SecRoBERTa was trained using the same pipeline as RoBERTa‑base but with a security‑centric corpus. The key steps were:

  • Corpus assembly – Text from APTnotes, Stucco‑Data, CASIE, and the SecureNLP SemEval‑2018 Task 8 dataset was concatenated, deduplicated, and tokenised with the custom secvocab WordPiece tokenizer.
  • Masked Language Modeling (MLM) – 15 % of tokens were randomly masked, and the model learned to predict them. This objective aligns well with downstream fill‑mask and NER tasks.
  • Training compute – The original authors used 8 × NVIDIA V100 GPUs (32 GB each) for roughly 200 k steps, amounting to ~2 M GPU‑hours. The batch size was 8 k tokens per GPU, with a learning rate warm‑up of 10 k steps and a cosine decay schedule.
  • Fine‑tuning capability – The model can be fine‑tuned on any downstream task using the Hugging Face Trainer API. Typical fine‑tuning runs require only a single GPU (e.g., RTX 3080) and converge within 2‑4 hours for datasets of < 10 k examples.
  • Evaluation – Validation was performed on a held‑out portion of each source dataset, with early stopping based on MLM loss.

Licensing Information

The model card lists the license as unknown, but the repository tags include license:apache-2.0. In practice this means the underlying code and the SecBERT source are distributed under the Apache 2.0 licence, while the model weights themselves have not been explicitly licensed.

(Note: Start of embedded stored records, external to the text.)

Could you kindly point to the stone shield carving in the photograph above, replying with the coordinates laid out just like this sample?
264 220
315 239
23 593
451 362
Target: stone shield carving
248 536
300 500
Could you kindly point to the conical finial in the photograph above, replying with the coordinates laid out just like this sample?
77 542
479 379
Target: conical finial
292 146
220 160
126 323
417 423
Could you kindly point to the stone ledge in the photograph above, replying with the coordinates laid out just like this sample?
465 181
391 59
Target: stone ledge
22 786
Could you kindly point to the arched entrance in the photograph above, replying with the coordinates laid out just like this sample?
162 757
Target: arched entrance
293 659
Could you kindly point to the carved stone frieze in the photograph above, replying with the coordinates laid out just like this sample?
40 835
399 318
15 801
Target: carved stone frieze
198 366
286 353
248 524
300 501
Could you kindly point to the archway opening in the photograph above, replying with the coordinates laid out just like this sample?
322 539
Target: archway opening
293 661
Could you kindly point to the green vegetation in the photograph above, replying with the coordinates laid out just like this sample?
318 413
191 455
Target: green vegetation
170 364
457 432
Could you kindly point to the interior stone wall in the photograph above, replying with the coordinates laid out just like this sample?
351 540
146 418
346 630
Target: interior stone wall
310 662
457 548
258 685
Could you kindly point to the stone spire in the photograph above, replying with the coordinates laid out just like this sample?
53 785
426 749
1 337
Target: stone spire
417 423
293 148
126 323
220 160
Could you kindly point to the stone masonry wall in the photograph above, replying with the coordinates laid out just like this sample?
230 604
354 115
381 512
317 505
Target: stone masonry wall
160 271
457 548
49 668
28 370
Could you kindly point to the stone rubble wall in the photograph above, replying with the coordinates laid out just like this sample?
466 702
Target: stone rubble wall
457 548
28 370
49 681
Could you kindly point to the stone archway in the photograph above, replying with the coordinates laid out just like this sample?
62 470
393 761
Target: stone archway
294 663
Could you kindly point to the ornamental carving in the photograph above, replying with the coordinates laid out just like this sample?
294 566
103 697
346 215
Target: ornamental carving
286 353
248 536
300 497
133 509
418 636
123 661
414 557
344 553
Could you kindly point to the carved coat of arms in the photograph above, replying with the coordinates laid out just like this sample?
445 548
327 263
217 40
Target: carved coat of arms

What this implies for users:

  • Commercial use: Apache 2.0 permits commercial exploitation, provided you retain the original copyright notice and include a copy of the licence. If the model weights are truly “unknown”, you should treat them as “all‑rights‑reserved” until you obtain clarification from the author.
  • Modification & redistribution: You may modify the model architecture or fine‑tune the weights, but you must distribute any derivative work under the same Apache 2.0 terms if you incorporate the original code.
  • Attribution: The README requires attribution to the author jackaduma and to the original SecBERT paper. A typical citation would be:
            @misc{jackaduma2023secbert,
              author = {Jackaduma},
              title  = {SecBERT: A Pretrained Language Model for Cyber Security Text},
              year   = {2023},
              url    = {https://github.com/jackaduma/SecBERT}
            }
            
  • Restrictions: No trademark use, no endorsement claim, and you must not use the model to create content that violates applicable law (e.g., facilitating illegal hacking).